Visa’s Compelling Evidence rules for card disputes taking effect from April 1st 2023 will herald a new era in the issuer, acquirer, and merchant power balance. Over the past two decades, card issuers/networks and merchants have engaged in battle on two fronts; interchange fees and chargeback. The card networks, Visa and MasterCard, have tried to keep the balance between the two sides and keep the regulators at bay. A fundamental shift is already taking place in the payments industry. Digital banks, FinTechs, and e-commerce leaders and innovators fuel consumer expectations for greater convenience and more consumer-friendly engagement methods.

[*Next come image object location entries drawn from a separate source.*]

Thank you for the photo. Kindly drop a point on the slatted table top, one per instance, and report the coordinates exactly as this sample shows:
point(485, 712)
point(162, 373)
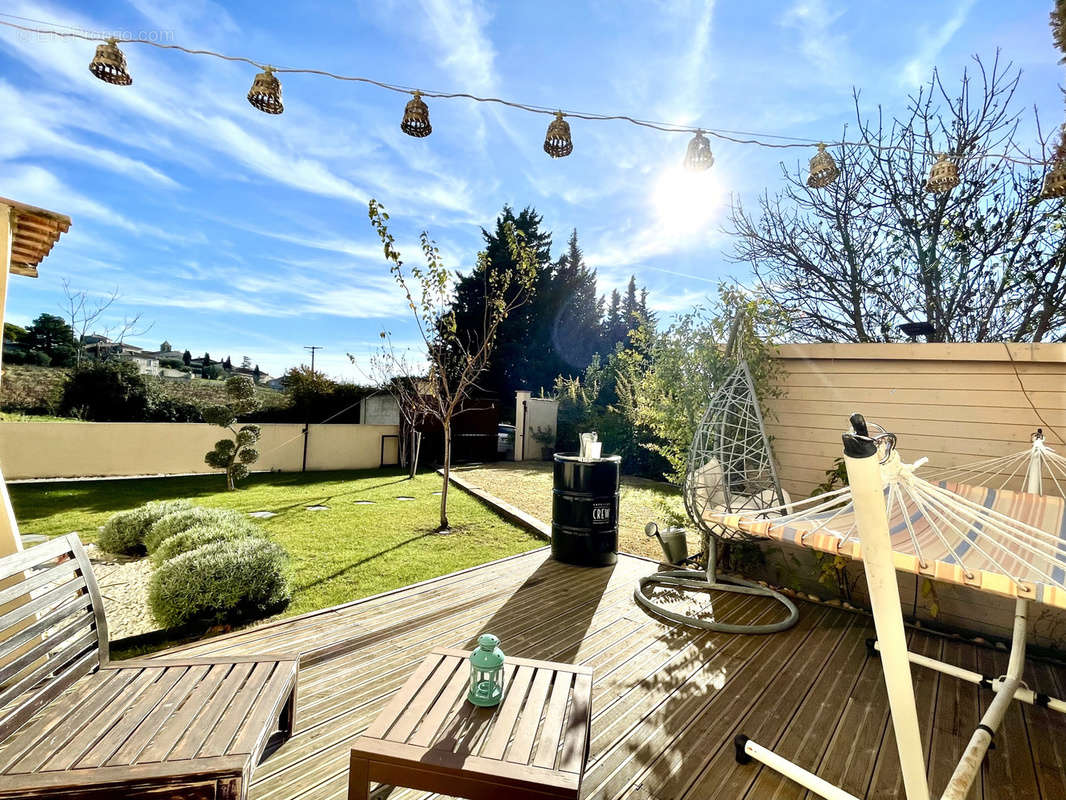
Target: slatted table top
point(537, 737)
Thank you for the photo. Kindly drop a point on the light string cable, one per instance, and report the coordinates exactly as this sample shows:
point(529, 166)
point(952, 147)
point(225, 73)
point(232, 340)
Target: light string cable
point(736, 137)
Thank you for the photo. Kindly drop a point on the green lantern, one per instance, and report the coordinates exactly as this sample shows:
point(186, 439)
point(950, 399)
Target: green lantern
point(486, 672)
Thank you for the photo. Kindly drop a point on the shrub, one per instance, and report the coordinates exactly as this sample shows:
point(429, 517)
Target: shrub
point(125, 532)
point(226, 580)
point(182, 520)
point(200, 534)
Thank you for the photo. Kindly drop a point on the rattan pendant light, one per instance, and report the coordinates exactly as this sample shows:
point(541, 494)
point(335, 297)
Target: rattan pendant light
point(265, 93)
point(556, 141)
point(698, 157)
point(1054, 182)
point(943, 176)
point(416, 117)
point(823, 169)
point(109, 64)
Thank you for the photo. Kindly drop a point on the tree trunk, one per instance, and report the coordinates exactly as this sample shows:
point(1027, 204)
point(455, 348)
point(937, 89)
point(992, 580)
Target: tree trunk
point(447, 472)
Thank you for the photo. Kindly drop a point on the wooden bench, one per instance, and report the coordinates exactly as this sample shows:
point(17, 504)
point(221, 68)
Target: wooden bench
point(533, 746)
point(73, 724)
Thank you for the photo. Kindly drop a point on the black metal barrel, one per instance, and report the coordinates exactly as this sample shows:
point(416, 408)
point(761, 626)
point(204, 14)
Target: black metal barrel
point(584, 510)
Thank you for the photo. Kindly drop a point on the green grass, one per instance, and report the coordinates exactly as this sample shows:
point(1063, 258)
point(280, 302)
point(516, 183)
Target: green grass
point(10, 416)
point(339, 555)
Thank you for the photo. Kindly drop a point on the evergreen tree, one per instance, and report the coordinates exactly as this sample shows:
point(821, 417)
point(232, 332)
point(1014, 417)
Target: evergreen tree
point(630, 307)
point(518, 350)
point(576, 314)
point(614, 325)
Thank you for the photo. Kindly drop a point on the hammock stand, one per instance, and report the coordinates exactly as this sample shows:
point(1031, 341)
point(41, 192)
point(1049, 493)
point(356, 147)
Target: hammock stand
point(893, 520)
point(730, 468)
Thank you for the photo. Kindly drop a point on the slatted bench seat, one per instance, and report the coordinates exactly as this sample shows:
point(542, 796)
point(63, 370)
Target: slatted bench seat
point(74, 724)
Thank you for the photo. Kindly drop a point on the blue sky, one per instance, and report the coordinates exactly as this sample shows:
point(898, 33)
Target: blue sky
point(244, 234)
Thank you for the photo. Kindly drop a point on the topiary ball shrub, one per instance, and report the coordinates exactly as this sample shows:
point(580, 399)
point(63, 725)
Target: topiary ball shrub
point(229, 580)
point(197, 536)
point(125, 532)
point(186, 518)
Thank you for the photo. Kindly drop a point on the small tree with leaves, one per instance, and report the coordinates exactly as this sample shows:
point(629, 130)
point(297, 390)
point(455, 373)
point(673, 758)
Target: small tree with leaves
point(235, 454)
point(455, 358)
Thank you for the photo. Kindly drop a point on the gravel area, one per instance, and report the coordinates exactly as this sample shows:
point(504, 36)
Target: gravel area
point(527, 484)
point(124, 585)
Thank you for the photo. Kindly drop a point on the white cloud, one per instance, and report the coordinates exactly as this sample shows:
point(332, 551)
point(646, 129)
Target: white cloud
point(932, 41)
point(825, 48)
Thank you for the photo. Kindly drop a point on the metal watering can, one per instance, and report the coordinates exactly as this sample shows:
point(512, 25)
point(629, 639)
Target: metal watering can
point(673, 541)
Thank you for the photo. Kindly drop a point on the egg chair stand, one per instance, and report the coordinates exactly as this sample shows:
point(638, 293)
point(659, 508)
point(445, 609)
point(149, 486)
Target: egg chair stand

In parallel, the new digital ecosystem provides customers with a wider variety of payment options leading to greater choice and redefined competition among service providers. Payment industry players – issuers, acquirers, processors, payment gateways, merchants, and FinTechs have been working on a strategy to address the changing customer needs in the digital payments landscape, fundamentally reshaping how they deliver services.
To put things in perspective, the new Visa Compelling Evidence Rules CE3.0 is an initiative to update rules allowing the acquirer (merchant) to show at least two undisputed transactions. The transactions should be from the same cardholder and occurred over 120 days prior with similar characteristics. This is to prove that the current charge in dispute is valid and does not warrant a chargeback.